10 batches, not necessarily 10 jobs, but I think you get the idea.
You don’t need the WriteOnly attribute here. In your case, you are only reading from the value you write to which makes what you are doing thread-safe.
How it is possible to add identical components an unlimited number of times on one object?
entityManager.AddComponentData ( instance, new MyComponentData{ Value = 0f } );
entityManager.AddComponentData ( instance, new MyComponentData{ Value = 0f } );
At consecutive iteration on “chunks” ( Manual iteration or IJobChunk ), if I also work with the created NativeArray , then behind it it will be necessary to jump to other area of memory (to iterate not consistently on “chunks”)? (That is CPU will address to other area of memory, than that where occurs iteration?)
Whether there is a way to reorganize “chunks” under a request into specific IJobs? What not to jump on memory, or it is absolutely not essential? For example 10 chunks from 2000 entities with a heap of the used components and created an array on 40000 elements. How do they interact in memory at the time of work?

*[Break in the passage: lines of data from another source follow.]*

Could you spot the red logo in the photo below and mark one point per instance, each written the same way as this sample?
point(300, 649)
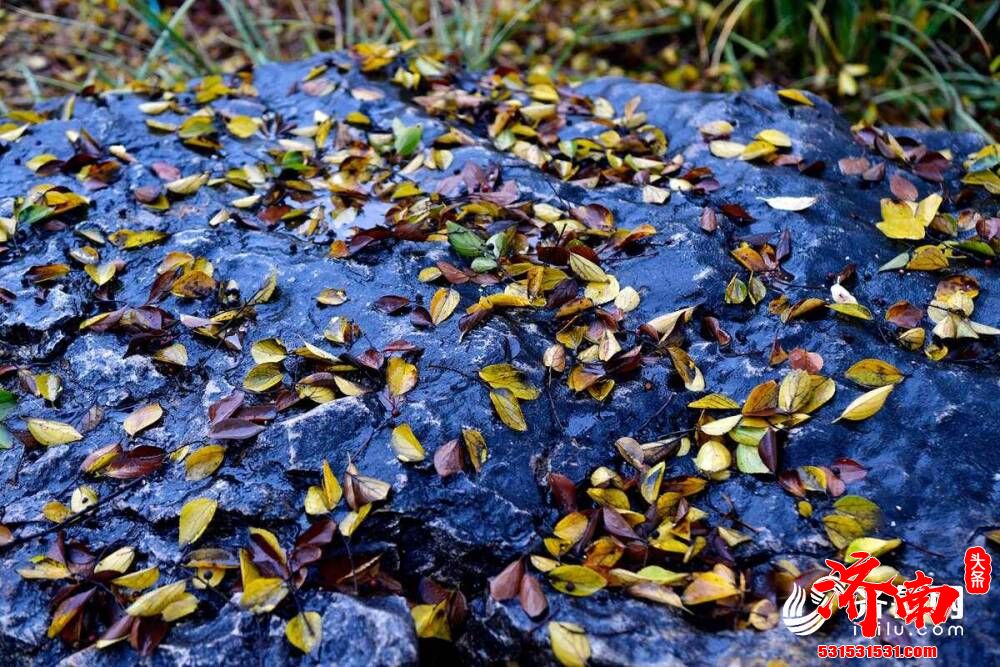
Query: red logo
point(917, 600)
point(978, 566)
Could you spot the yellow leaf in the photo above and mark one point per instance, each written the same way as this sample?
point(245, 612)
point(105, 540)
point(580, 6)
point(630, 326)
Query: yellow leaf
point(335, 297)
point(569, 644)
point(714, 402)
point(758, 149)
point(263, 377)
point(443, 304)
point(774, 137)
point(726, 149)
point(721, 426)
point(431, 621)
point(406, 446)
point(708, 587)
point(118, 561)
point(179, 608)
point(50, 433)
point(175, 354)
point(194, 519)
point(101, 273)
point(790, 203)
point(130, 239)
point(143, 418)
point(867, 404)
point(203, 462)
point(576, 580)
point(353, 520)
point(874, 373)
point(795, 390)
point(928, 258)
point(586, 269)
point(49, 386)
point(651, 480)
point(187, 185)
point(304, 631)
point(322, 499)
point(664, 325)
point(508, 409)
point(266, 291)
point(401, 376)
point(154, 602)
point(505, 376)
point(852, 310)
point(713, 457)
point(717, 128)
point(900, 221)
point(263, 594)
point(139, 580)
point(795, 95)
point(269, 350)
point(870, 545)
point(686, 368)
point(243, 127)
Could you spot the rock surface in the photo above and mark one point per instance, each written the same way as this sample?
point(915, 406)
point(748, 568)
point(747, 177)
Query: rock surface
point(931, 455)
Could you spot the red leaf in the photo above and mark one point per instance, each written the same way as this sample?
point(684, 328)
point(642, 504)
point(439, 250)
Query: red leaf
point(902, 188)
point(532, 597)
point(234, 429)
point(448, 458)
point(506, 585)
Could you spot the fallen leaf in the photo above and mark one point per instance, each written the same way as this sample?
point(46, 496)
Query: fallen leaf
point(194, 519)
point(867, 404)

Side note, there is an IJobChunk for iterating chunks instead of using IJobParallelFor
Also you can pass a query (instead of a system) to IJobForEach and avoid having to use ArchetypeChunkComponentType
Basically you should only need IJobParallelFor for specialized algorithms. Most types of general entity manipulation can be done in other job types for simplicity.
I use [ReadOnly] of public NativeArray Chunks; for iteration on all components in the second cycle. Whether NativeArray Chunks will create additional expenses in IJobChunk?
Example for understanding
//Standard representation
for ( int i = 0 ; i < iMax; i++ ) {
for ( int j = 0 ; j < jMax; j++ ) {
}
}
//Manual iteration
[ReadOnly] public NativeArray<ArchetypeChunk> Chunks;
Execute ( int i ) { //index chunk
for ( int ii = 0 ; ii < Chunks [ i ].Count; ii++ ) { //elements in chunk
for ( int j = 0 ; j < Chunks.Length; j++ ) { //index chunk
for ( int jj = 0 ; jj < Chunks [ j ].Count; jj++ ) { //elements in chunk
}
}
}
}
//Whether in a case with IJobChunk there will be "[ReadOnly] of public NativeArray<ArchetypeChunk> Chunks;" additional expenses? (Perhaps incorrectly wrote)

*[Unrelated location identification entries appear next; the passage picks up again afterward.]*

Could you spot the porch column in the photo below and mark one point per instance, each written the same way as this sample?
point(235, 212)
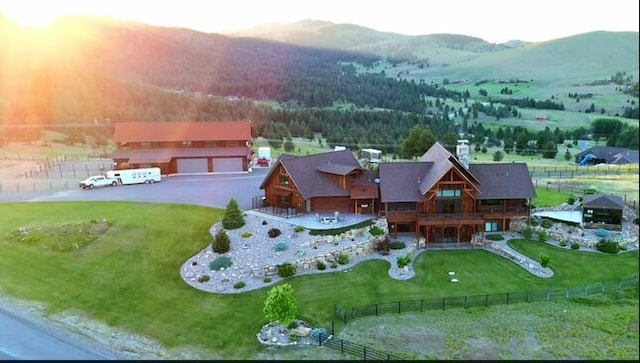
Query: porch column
point(426, 237)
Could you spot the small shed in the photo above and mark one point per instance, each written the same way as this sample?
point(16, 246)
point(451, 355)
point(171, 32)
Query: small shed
point(602, 211)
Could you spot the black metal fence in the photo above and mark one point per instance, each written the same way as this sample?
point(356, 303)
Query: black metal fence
point(358, 350)
point(568, 171)
point(631, 200)
point(442, 303)
point(355, 349)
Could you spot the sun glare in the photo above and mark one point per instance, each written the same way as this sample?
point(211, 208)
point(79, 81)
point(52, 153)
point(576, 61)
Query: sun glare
point(28, 14)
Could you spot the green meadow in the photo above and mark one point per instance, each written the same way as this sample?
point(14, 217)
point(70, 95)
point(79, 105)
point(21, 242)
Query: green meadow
point(128, 275)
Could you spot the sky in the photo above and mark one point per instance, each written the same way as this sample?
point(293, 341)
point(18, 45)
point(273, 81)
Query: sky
point(495, 21)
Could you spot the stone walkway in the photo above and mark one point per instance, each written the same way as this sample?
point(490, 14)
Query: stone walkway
point(251, 256)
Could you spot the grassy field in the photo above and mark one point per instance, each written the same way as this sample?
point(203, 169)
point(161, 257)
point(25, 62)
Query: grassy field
point(594, 328)
point(128, 276)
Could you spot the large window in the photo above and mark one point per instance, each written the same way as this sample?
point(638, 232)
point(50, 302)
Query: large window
point(402, 206)
point(492, 227)
point(449, 193)
point(449, 201)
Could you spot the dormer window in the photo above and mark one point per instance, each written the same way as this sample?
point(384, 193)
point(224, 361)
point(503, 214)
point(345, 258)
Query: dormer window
point(284, 179)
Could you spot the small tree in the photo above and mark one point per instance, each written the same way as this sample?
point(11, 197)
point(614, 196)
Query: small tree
point(232, 216)
point(221, 242)
point(544, 260)
point(281, 305)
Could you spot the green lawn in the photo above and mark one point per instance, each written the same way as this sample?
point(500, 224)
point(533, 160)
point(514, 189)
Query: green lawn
point(549, 198)
point(129, 276)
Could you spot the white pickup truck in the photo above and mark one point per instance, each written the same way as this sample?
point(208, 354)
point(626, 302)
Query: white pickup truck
point(98, 181)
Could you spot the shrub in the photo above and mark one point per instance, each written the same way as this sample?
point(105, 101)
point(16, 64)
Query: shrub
point(274, 232)
point(543, 236)
point(222, 262)
point(544, 260)
point(281, 305)
point(286, 270)
point(383, 246)
point(232, 218)
point(404, 260)
point(494, 237)
point(282, 246)
point(319, 335)
point(376, 231)
point(608, 246)
point(221, 242)
point(294, 324)
point(602, 233)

[ReadOnly] public NativeArray<ArchetypeChunk> Chunks;
Execute(ArchetypeChunk chunk, int chunkIndex, int firstEntityIndex){
for ( int ii = firstEntityIndex; ii < Chunks [ chunkIndex ].Count; ii++ ) { //elements in chunk
for ( int j = 0 ; j < Chunks.Length; j++ ) { //index chunk
for ( int jj = 0 ; jj < Chunks [ j ].Count; jj++ ) { //elements in chunk
}
}
}
}
About 1000000 - 4000000 cycles turn out.
Therefore I am concerned by productivity of a memory access.
Access on chanks with correctly located elements is the fastest?
Record in NativeArray in the second cycle will spoil everything?
CPUs have multiple data streams and can have cached many different locations in memory at once. Modern CPUs have very sophisticated data fetching units along with 4-way or 8-way set-associative caches.so you can have multiple independent arrays running at the same time without performance issues. The best thing to do is profile a couple of different approaches.
Personally, I would use To/FromComponentDataArray for your use case as it avoids issues iterating over sparse chunks and makes the code simpler.
1b) dataQuery.CopyFromComponentDataArray(dataArray, inputDeps);
2) Profile it on your target device. Performance is not something easily generalizable.